Traveling Vietnam Wall
KANSAS CITY, Mo. — Over the Memorial Day Weekend the nation honors those who paid the ultimate price for our country.
On Saturday, thousands came to the Liberty Memorial to see the traveling Vietnam Wall, which is incscribed with the names of the nearly 60, 000 Americans killed in the Vietnam War.
US Navy Corpsman Max Moore told FOX 4 that he didn’t recognize any of the names on this wall. But, he knew so many of them.
“I think I can say there are names on this wall that I’ve taken care of. A lot of names on this wall that I have taken care of, ” said Moore.
Moore said he treated thousands of wounded soldiers in Vietnam in 1967 and 1968.
“I was an operating room technician, so I took care of a lot of guys. Some good, some real bad, ” he said.
On Saturday, Moore and armies of others came to Liberty Memorial to pay their respects to the more than 58, 000 who didn’t survive.
Among the crowd was Mission resident Scott King, his wife, dad and two boys.
“We thought it would be important to come out and show the kids what just what Memorial Day is about, ” said King.
King said the wall offers a valuable lesson.
“It says on the wall freedom is not free, so there are people who we as civilians kind of take for granted that there are the people out there protecting us and it’s very important. It’s a good lesson to know, ” he said.
People like Moore who lived to tell his story.

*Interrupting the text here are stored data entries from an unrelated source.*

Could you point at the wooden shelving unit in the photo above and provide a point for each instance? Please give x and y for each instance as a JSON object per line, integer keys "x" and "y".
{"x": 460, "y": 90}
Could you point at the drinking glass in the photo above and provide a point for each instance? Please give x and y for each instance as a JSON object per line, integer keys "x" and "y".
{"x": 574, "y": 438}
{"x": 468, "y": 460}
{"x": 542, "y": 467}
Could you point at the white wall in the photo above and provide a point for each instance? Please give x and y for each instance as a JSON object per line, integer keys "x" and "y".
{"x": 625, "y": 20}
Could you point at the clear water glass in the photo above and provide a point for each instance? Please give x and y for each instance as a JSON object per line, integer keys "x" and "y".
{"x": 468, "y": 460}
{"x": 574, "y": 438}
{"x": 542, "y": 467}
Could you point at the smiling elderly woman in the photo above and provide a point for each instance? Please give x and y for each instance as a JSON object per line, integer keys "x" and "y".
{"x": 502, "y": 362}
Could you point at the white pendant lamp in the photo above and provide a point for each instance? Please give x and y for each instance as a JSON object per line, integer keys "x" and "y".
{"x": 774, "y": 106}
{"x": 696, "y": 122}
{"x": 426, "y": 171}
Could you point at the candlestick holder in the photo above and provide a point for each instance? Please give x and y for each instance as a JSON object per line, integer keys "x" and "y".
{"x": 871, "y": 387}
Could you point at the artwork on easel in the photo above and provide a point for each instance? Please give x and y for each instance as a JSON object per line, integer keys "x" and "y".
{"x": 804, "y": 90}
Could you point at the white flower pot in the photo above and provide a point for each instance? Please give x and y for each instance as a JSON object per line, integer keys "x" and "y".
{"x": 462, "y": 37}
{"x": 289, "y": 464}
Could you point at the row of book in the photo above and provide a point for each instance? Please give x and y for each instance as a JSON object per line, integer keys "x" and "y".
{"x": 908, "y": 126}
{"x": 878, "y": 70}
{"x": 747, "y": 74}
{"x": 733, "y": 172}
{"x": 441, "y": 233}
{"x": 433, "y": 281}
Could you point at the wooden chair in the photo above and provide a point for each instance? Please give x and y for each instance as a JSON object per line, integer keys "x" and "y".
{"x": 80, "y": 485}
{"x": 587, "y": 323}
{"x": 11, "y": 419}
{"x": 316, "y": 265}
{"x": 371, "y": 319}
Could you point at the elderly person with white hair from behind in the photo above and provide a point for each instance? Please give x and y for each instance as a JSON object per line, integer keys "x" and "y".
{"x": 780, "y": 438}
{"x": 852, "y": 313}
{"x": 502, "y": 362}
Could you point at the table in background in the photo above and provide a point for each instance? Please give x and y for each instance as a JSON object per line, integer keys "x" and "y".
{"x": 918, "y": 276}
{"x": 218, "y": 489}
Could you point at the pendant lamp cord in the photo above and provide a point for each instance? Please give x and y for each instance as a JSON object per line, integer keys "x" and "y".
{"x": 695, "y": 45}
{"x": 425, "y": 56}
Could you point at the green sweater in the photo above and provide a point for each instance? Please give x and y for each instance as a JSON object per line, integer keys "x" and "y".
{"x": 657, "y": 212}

“You don’t ever forget what you went through that’s something that’s etched in your soul, ” said Moore.
The traveling wall erected to tell the story of so many others who can’t tell it themselves.
The traveling wall is in town at Liberty Memorial through Memorial Day. A full list of events is below.
The AVTT Traveling Vietnam Wall
When: Friday, May 22 – Monday, May 25
Where: Southeast Lawn at the National World War I Museum
What: The AVTT (American Veterans Traveling Tribute) Traveling Vietnam Wall is an 80 percent scale replica of the Vietnam Veterans Memorial in Washington, D.C. measuring nearly 400 feet long. Seen by hundreds of thousands of people across the country, the Wall is accessible to the public for viewing beginning with an opening ceremony featuring the 1st Infantry Division on Friday at 6 p.m. through the closing ceremony on Monday at 2 p.m. Daily ceremonies occur at 8 a.m. and 6 p.m. The opening ceremony will include Fort Riley’s Commanding General’s Mounted Color Guard and a keynote address from Col. Miles Brown, Commander of Fort Riley’s 2nd Armored Brigade Combat Team. Free to the public.